Following reports of cases of CRKP at local hospitals in spring 2010, Public Health required for the first time that all laboratories for healthcare facilities report cases of this disease. Between June and December 2010, laboratories countywide reported a total of 356 cases.
A summary of DPH’s first analysis of data was developed for peer-to-peer presentation at a national epidemiology conference to be held April 1-4, 2011. As part of the promotion for the conference, the conference organizers released this data to the media on March 23, 2011.
This survey is intended to establish a baseline for the overall frequency of CRKP infections in LA County. It is important to note that 356 cases represents a very low percentage of healthcare-associated infections and CRKP is only one of a growing number of multiple-drug resistant organisms.

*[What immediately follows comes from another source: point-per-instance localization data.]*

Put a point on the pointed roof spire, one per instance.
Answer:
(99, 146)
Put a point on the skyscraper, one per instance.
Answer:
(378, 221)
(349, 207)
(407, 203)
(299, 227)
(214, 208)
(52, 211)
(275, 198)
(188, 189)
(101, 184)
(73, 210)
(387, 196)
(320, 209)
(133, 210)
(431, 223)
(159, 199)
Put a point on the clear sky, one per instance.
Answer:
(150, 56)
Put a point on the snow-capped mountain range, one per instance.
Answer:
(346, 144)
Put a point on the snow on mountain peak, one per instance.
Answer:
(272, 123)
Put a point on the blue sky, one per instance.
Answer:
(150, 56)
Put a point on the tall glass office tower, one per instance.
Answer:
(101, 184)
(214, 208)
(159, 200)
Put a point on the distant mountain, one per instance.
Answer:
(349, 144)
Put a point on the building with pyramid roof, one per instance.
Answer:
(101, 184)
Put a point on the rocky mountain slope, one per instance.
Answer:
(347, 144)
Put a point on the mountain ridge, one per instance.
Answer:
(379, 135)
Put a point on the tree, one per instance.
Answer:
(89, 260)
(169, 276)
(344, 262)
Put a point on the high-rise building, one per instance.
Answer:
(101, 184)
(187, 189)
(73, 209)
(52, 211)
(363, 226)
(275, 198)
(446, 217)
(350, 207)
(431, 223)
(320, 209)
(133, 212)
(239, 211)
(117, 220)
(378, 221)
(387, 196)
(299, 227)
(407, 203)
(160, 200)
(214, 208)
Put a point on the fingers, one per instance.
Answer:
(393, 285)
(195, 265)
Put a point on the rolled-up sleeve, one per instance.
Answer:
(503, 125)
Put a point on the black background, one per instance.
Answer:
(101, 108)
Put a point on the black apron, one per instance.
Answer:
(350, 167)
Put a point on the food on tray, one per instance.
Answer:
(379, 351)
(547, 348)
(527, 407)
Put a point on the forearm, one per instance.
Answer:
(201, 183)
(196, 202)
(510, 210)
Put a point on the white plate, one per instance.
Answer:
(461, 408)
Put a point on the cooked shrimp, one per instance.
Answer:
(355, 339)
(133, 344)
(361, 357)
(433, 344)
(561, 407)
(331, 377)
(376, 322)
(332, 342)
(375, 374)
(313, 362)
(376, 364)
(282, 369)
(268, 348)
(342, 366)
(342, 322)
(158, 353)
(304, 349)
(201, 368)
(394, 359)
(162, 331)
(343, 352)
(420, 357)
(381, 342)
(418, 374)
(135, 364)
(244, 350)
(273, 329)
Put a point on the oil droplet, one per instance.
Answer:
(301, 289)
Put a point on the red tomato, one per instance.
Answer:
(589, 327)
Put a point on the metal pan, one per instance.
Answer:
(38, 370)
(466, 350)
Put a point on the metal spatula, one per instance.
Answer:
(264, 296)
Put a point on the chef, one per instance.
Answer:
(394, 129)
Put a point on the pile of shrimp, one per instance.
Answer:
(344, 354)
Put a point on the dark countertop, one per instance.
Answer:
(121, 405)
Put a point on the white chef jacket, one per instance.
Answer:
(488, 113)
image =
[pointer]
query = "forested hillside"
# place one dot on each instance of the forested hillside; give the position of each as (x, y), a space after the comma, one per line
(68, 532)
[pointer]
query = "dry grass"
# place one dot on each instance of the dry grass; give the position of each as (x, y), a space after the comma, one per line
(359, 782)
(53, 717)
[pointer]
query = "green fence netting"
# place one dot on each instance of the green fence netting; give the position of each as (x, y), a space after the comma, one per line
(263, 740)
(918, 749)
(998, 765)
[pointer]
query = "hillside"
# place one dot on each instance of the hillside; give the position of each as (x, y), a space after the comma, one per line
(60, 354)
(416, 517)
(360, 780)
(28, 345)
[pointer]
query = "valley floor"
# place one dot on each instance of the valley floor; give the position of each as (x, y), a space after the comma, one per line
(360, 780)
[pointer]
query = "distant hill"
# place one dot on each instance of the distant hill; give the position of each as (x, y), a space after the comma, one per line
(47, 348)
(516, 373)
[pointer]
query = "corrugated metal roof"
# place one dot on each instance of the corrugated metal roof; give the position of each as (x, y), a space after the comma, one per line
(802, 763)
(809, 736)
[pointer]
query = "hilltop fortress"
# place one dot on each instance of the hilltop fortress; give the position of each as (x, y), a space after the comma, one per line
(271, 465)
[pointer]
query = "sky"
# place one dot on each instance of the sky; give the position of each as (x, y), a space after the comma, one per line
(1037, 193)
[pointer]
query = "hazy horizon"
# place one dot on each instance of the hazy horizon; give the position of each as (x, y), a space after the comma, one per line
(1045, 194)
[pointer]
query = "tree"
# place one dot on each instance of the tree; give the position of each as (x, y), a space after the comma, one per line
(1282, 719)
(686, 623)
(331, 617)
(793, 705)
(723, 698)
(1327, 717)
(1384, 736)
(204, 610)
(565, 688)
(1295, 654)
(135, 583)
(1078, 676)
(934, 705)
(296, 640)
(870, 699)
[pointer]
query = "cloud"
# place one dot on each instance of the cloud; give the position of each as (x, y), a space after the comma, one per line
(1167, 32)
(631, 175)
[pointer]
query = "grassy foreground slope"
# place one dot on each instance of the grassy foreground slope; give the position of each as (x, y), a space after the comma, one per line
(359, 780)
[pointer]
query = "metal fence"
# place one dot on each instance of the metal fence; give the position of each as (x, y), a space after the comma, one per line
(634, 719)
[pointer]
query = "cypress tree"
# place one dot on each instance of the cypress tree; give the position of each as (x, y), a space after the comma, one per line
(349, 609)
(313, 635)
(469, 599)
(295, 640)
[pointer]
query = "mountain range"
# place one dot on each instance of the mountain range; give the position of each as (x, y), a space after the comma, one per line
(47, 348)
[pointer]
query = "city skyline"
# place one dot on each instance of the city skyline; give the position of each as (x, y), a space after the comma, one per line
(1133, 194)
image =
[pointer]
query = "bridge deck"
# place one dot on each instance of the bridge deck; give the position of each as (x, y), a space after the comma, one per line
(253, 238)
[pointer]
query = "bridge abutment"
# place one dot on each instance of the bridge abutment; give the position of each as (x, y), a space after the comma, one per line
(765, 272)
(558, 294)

All multiple-drug resistant organisms are a concern to Public Health. We will continue surveillance to assess trends in number of cases of CRKP in Los Angeles County. The Department is notifying physicians about the study findings regarding this organism and providing continuing education about the problem of multiple-drug resistant bacteria as well as the role of appropriate antibiotic use in combating the continuing problem of resistance development.
Patients can help prevent the spread of antibiotic resistant bacteria by fully completing the course of treatment for any prescribed antibiotics and not insisting on antibiotic therapy for a health problem if not recommend by their physician. Finally, both healthcare staff and patients can reduce the spread of CRKP and other pathogens through frequent handwashing or use of a waterless alcohol-based hand rub.